Telefonini scoperti nel carcere di Rossano, annullato il sequestro per due detenuti

Cosenza Cronaca

Clamoroso annullamento per due detenuti del sequestro dei cellulari e di altri oggetti elettronici effettuato nel carcere di Rossano il 7 febbraio scorso (QUI).

L’attività è stata eseguita dalla Polizia Penitenziaria e ha avuto un ampio risalto mediatico per via dell’elevato numero di telefonini e materiali elettronici ritrovati, oltre che per il cospicuo numero di detenuti coinvolti nell’operazione: quasi cento, molti dei quali reclusi nei reparti di alta sicurezza.

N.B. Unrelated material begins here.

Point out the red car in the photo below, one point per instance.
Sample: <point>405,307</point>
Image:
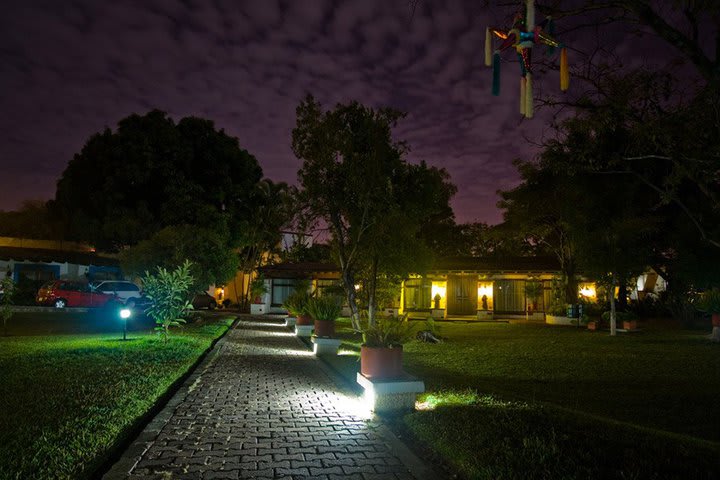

Sequestro convalidato per quasi tutti, ad accezione infatti di due di loro, M.G. e P.G., entrambi difesi dall’avvocato Mario Alberelli del Foro di Cosenza che rilevando l’insussistenza del fumus del reato, si è opposto alla misura disposta dalla Procura della Repubblica di Castrovillari, ritenendo illegittimi sia il sequestro che la successiva convalida.

“Sono particolarmente soddisfatto, non solo perché è stato annullato il sequestro nei confronti dei miei assistititi, ma anche perché il Tribunale del Riesame, in una composizione così altamente qualificata, ha accolto tutti i motivi di ricorso che ho suggerito” ha commentato in proposito il legale bruzio.

Il Collegio giudicante, composto Paola Lucente, Stefania Antico e Iole Vigna, ha accolto l’istanza dell’avvocato Alberelli, valutando una erronea attribuzione agli indagati dei beni sequestrati.

Innanzitutto non sarebbe stato dato l’avviso ai detenuti di nominare un difensore. Infatti il 6 febbraio, in un orario non meglio specificato nel verbale di sequestro, la Polizia Penitenziaria avrebbe portato via i cellulari e l’altro materiale e solo il 7 febbraio, quasi 48 ore dopo, sarebbe tornata dai reclusi per avvisarli che avrebbero potuto farsi assistere da un legale.

Un dettaglio che non è sfuggito all’avvocato Alberelli che ha evidenziato anche un contrasto narrativo e certificativo tra il decreto della Procura, dove si descrive che i cellulari erano “detenuti nelle camere di pernottamento”, ed il verbale di sequestro della Penitenziaria, dove invece si specifica che i “cellulari erano nell’aeratore metallico del bagno delle camere”.

Inoltre, i telefonini ritrovati proprio nell’aeratore - che si trova nel bagno che a sua volta si trova in cella - si è ritenuto avrebbe potuto metterceli chiunque, visto che al wc, di solito, si va da soli e che il locale, per definizione, sarebbe una stanza ad uso strettamente privato.

“Non si può certo pretendere che, per procedere legittimamente al sequestro, la Polizia debba avere diretta percezione dell’illecito penale, ma è necessaria non solo la presenza degli indizi di reato, ma anche e soprattutto il collegamento inequivocabile tra le tracce di reato e l’indiziatoha precisato in questo senso l’avvocato Alberelli.

“Ogni smartphone rinvenuto in carcere - ha poi aggiunto - è sicuramente un indizio di reato, ma è mancato il legame tra i due detenuti del reparto di alta sicurezza ed il materiale elettronico che potrebbe aver lasciato lì chiunque”.

A conferma dell’illegittimità del sequestro il legale ha sottolineato come non si sia proceduto nemmeno a una perquisizione personale nei confronti dei detenuti, “a riprova di quanto mancasse il fondato motivo di ritenere occultate tracce di reato sulle loro persone”.

Sarebbe quindi mancata, prima ad opera degli agenti e poi da parte della Procura, la motivazione sull’attribuzione dei beni sequestrati alle due persone ristrette.

In mancanza di prove certe, per gli inquirenti, nel dubbio, la detenzione dei cellulari era attribuibile a tutti, mentre per il Tribunale del Riesame è valso invece il sempreverde brocardo latino “in dubbio pro reo”, nel dubbio, cioè, in favore dell’imputato.

Poiché non è prevista per legge la restituzione di cose che costituirebbero esse stesse reato, i telefoni restano ora dov’erano, cioè a disposizione della Procura di Castrovillari.

Il Tribunale del Riesame di Cosenza ha annullato il sequestro, ed a catena la convalida nei confronti dei due detenuti difesi dall’avvocato Alberelli.